New kid on the block Military Attack was the one to usurp a trio of familiar names as Horse of the Year and confirmed he would be a contender wherever trainer John Moore is allowed to take him.

The individual achievements of Lucky Nine (champion sprinter) Ambitious Dragon (miler) and California Memory (stayer) would have been enough to clinch Horse of the Year in many seasons, but Military Attack's three Group Ones trumped all of them.

It was a decision to ride Military Attack handier, first implemented by Zac Purton in February's Citibank Gold Cup, which revealed a world-class competitor with deadly tactical speed. Then came Purton's brilliant ride in the Premier Plate, Military Attack lumping a big weight from a wide gate, before Tommy Berry jumped aboard for the Audemars Piguet QE II Cup. That might have been enough to clinch Horse of the Year on its own, but a brilliant win under Purton in the Singapore Airlines International Cup confirmed it.

Ambitious Dragon and Glorious Days staged a mini rivalry that ran parallel to the tension between their respective jockeys, Purton and Douglas Whyte, but when it mattered most on international day, the Dragon gave his rivals wind burn. Despite the lingering criticism that "there are two Ambitious Dragons", the six-year-old produced a career-defining display in the Longines Hong Kong Mile after a severe laceration threatened his participation.

California Memory won a second straight Hong Kong Cup, following a brave win in the Jockey Club Cup. The tough little grey's late-season heroics were a surprise though, a win in the Standard Chartered Champions & Chater Cup at his first time beyond 2,000m making him champion stayer.

Hong Kong took two of the four Group Ones on international day, Japanese machine Lord Kanaloa spanking his rivals in the Sprint, before Ronald Arculli's ownership of Red Cadeaux gave the locals something else to cheer about in the Vase.

The retirement of Entrapment and absence of Little Bridge left a void in the sprint ranks - and we're still waiting for a fresh new star. Frederick Engels, Time After Time and Rich Tapestry are not quite there, while last season's boom griffin, Amber Sky, didn't make the expected leap, and Joy And Fun and Eagle Regiment are race-to-race propositions because of age and injury.

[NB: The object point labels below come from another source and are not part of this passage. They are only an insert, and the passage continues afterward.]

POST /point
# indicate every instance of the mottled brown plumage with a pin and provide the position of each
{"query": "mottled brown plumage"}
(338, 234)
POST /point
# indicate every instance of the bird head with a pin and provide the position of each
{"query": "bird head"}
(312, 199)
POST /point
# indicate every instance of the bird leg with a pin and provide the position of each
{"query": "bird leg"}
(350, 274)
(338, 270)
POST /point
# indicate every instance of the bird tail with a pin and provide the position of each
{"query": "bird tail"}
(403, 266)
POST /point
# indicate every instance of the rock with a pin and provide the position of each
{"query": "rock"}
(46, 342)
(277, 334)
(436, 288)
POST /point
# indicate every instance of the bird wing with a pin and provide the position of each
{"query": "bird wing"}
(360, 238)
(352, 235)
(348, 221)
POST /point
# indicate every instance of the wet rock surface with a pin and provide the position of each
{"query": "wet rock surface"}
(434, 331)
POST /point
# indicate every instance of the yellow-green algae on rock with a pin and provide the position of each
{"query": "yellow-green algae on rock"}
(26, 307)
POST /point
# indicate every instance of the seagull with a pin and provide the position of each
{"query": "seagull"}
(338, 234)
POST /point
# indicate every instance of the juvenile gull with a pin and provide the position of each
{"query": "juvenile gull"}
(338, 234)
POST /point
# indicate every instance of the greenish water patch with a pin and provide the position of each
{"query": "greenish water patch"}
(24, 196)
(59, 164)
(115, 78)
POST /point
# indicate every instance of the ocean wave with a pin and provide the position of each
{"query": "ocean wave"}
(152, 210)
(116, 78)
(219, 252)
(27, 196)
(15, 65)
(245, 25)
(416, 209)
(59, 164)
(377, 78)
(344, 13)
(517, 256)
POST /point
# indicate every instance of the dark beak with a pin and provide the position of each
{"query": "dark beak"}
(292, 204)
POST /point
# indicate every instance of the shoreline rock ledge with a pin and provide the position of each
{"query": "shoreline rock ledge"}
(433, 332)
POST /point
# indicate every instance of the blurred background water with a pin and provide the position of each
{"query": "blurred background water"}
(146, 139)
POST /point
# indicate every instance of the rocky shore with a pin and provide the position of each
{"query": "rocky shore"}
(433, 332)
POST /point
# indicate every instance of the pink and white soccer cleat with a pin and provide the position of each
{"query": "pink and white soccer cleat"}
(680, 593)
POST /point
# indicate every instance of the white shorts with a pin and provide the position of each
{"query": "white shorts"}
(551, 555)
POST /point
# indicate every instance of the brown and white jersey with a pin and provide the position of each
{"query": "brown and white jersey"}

Packing Whiz hinted he could be the next dominant miler, but was flat in the Champions Mile. Dan Excel claimed a deserved Group One instead, and despite the race being derided for its lack of international involvement, the winner showed he would be a factor in future big races. Even the four-year-old crop was hammered for its perceived lack of quality - It Has To Be You was a 125-1 winner of the Classic Cup, while the Richard Gibson pair Akeed Mofeed (BMW Hong Kong Derby) and Gold-Fun (Classic Mile) failed to measure up against older opposition.

History tells us that a new star will soon be born. A glance through Moore's list usually reveals some future big-race contenders, the likes of Designs On Rome, Flagship Shine and Able Friend. And from the other stables? All You Wish, Bobo Dragon and Sea Dragon all seem likely to make a leap into Class One.